= John Besmehn =

American film producer

John Charles Besmehn (born 1964) from San Jose, California, is a writer, director, producer of animated and live action shows, and a developer of toys and entertainment properties. He co-developed the toy line for Teenage Mutant Ninja Turtles.

He co-created the toy and animation property, B.C. Bikers, about a rogue band of "chrome age" dinosaurs who ride motorcycles through an apocalyptic past. Besmehn has also conceived, designed and written for the Toxic Crusaders, based on The Toxic Avenger. He co-wrote with his collaborator, John Schulte, the animated pilot for the series Gormiti: The Invincible Lords of Nature, which debuted on Cartoon Network in 2009 and was based on the Italian toy collectible from Giochi Preziosi.

Besmehn writes and develops toy and entertainment properties with his longtime writing partners, John C. Schulte, Fred Fox Jr., and business associate, Cheryl Ann Wong. He is a co-founder and general partner in Pangea Corporation.

==Biography==

===Early years===
Besmehn was born in 1964 in San Jose, California, to Charles and Marion Besmehn. He attended San Mateo College and Glendale College, studying theatre, law and computer programming.

===Career===
Following college, Besmehn filmed productions and performed in short films eventually met his long-time collaborator, John C. Schulte, whilst developing a reality-based series, "The Perfect Wedding." Besmehn had acting roles in A Nightmare on Elm Street 3: Dream Warriors, Invasion: Earth, and Return to Horror High. Besmehn developed concepts for DIC Entertainment, including for Arsenio Hall's Chunky A character and New Kids on the Block.

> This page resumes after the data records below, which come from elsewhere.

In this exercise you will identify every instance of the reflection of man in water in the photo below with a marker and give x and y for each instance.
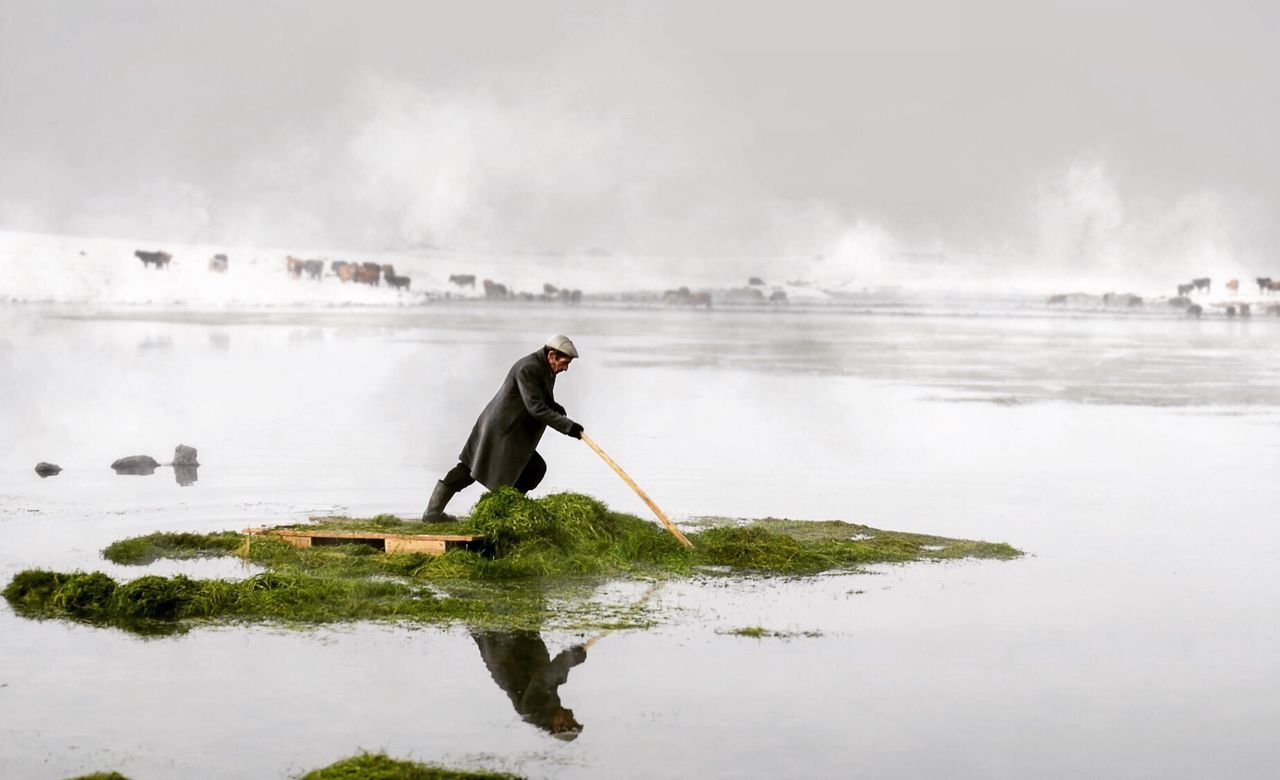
(520, 665)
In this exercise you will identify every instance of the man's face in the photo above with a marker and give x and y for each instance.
(560, 363)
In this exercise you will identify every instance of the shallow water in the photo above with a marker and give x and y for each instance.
(1132, 456)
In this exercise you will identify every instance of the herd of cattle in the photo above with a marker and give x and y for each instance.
(1183, 301)
(360, 273)
(374, 274)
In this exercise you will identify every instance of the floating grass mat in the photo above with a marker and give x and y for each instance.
(379, 766)
(540, 562)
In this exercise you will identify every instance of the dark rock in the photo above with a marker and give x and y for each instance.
(186, 475)
(138, 465)
(184, 456)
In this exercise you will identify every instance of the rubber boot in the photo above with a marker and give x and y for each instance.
(435, 506)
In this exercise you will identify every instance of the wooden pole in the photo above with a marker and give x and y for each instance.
(670, 525)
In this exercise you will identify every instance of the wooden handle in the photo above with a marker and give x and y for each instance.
(670, 525)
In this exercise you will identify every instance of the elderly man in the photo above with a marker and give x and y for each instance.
(502, 447)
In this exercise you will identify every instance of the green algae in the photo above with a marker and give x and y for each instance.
(759, 632)
(379, 766)
(540, 565)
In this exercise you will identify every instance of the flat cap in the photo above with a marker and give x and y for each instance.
(562, 345)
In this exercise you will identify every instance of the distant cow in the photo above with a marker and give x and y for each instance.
(684, 297)
(397, 282)
(369, 273)
(158, 259)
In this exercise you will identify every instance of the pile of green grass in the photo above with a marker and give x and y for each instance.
(151, 603)
(539, 561)
(379, 766)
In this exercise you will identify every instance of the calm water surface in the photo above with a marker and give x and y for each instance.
(1132, 456)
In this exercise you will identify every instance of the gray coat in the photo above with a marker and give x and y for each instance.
(511, 425)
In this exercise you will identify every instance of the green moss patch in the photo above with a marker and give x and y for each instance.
(759, 632)
(378, 766)
(540, 564)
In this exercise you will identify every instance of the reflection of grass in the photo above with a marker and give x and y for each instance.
(542, 560)
(378, 766)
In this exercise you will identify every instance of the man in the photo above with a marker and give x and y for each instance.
(502, 447)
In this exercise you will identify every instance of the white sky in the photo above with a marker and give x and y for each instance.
(1014, 128)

Besmehn created toy lines and animated shows, such as Speed Racer, Zorro, Biker Mice from Mars, The Mask, Mirmo, Toonsylvania, The Mummy, andPenguins of Madagascar. He also designed the logic and content for Amazing Ally from Playmates, Tamagotchi, Nano, and the character-based robot, Brian the Brain. The interactive storytellers, Yano, Wittley and Bubba are among his credits.

As a programmer, Besmehn created websites for Bandai, SpeedRacer, and WhacAMole. Besmehn is the director and editor of the video for kids called "Yoga Divas". He has also worked with DreamWorks, Universal Studios, and Sony. Besmehn collaborates with Ron Dante on a musical; he is co-writing a show with Barbara Brooks Wallace based on her Miss Switch book series.